Excellent news! But it’s not before time. Dylan’s work from the sixties alone might well have warranted a Nobel Prize. Having said that, it’s good that the citation didn’t restrict the award to any one period. Implicitly it was acknowledging the achievement of his later work much of which matches the quality of the sixties songs.
It’s surprising then to find so much emphasis on the earlier work in discussion of Dylan’s suitability for the award. One famous radio commentator, while commending Dylan, even refused to accept that he had written anything worthwhile since Blood On The Tracks. Doubtless the positive side of this otherwise appalling short-sightedness is that it’s testimony to Dylan’s ability to appeal in different ways to a range of audiences. I’d be surprised, though, in time to come if Time Out Of Mind, ‘Love And Theft’, Modern Times, and Tempest – to name a few – are not considered at least as good as Blood On The Tracks, fine though that album is.
Also quite amazing is the propensity for some people to deny that Dylan is a suitable recipient for the award purely on the ground that he doesn’t write poetry but songs – and songs aren’t literature. The logic is so bad it sounds to me as if they’re desperately digging about for reasons to object. It’s true of course that Dylan is, essentially, a song writer rather than a writer of poems. And it’s true that songs involve music. But so what? How does that disqualify them from being literature?
There are at least two considerations by which songs can be judged in order to establish their eligibility or otherwise for a literature award. The first is whether the songs deserve the award as songs, and the second is whether the lyrics considered separately deserve it. While it might be true that songs which would merit an award when judged as songs (taking the music and the lyrics together) might not merit one as literature, this would presumably be because the lyrics, considered on their own, didn’t reach the appropriate standard. But that’s no reason for refusing a literature award if the lyrics are of the appropriate quality. Dylan’s Nobel is justified because the lyrics considered independently of the music justify it.
But some people still demur. They argue that the award can’t be justified because lyrics are not poetry. Again the logic seems bizarre. First of all, the Nobel is a literature prize, not a poetry prize. It’s not limited to poetry as is shown by recipients having included novelists and playwrights. There’s no reason in principle, therefore, why it should not be awarded for song lyrics. Secondly, it’s extremely doubtful that lyrics don’t deserve to be considered as poems. Andrew Motion was not considered out of order for including I and I in a poetry anthology he edited. And Blake’s Songs of Innocence and Experience, although they can be performed as songs, tend to be studied as poems, while conversely Jerusalem, written as a poem, is best known as a song.

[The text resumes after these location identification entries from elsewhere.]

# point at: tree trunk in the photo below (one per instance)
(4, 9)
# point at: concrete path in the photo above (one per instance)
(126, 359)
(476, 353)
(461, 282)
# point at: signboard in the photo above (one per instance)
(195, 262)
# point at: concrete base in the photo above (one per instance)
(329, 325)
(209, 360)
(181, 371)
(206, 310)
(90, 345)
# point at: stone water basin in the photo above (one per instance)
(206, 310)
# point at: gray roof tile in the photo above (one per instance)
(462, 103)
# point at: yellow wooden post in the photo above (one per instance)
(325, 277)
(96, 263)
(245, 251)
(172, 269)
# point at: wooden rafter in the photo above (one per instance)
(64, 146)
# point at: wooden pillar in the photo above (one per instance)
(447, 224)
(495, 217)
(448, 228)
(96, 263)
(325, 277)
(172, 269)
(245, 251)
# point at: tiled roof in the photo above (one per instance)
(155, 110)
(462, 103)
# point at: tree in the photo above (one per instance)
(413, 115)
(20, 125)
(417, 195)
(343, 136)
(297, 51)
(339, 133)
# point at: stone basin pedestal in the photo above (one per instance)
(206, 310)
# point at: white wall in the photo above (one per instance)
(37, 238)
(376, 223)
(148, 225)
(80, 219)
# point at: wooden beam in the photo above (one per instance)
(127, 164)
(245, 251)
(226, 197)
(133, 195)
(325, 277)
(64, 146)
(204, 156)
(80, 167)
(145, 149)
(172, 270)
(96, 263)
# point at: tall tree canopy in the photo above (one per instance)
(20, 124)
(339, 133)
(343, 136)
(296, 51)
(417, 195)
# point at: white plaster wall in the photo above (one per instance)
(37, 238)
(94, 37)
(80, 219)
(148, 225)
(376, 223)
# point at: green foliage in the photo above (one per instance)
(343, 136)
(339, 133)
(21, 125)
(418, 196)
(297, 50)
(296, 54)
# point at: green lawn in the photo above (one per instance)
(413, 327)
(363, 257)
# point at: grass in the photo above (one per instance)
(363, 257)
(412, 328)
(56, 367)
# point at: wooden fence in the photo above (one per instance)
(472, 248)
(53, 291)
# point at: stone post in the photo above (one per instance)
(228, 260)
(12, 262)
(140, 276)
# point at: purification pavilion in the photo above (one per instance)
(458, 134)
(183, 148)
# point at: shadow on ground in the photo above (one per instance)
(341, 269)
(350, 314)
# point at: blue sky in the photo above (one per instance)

To my knowledge no one has come up with any hard and fast distinction between poetry and song, at least as far as poetic qualities are concerned. I’d guess that at least ninety percent – and perhaps all – of the qualities which mark out poetry as being worthwhile can be found in Dylan’s songs. For that reason anyone who doesn’t appreciate the songs as poems is likely to be missing out on a swathe of poetic subtlety. Even a song one knows by heart can acquire a wealth of extra richness when pored over as words on a page, as one would with a poem.
If anything’s surprising about Dylan being awarded the Nobel prize for literature, it’s that it took so long. Nevertheless I doubt whether that was because of the judges having qualms about the eligibility of songs. I suspect it was a fear of being accused of dumbing down. Sixties superstars are just not the sort of people one expects to be capable of writing literary works as good as, or better than, the very best in the field. The extraordinary thing is that that is only a part of Dylan’s achievement.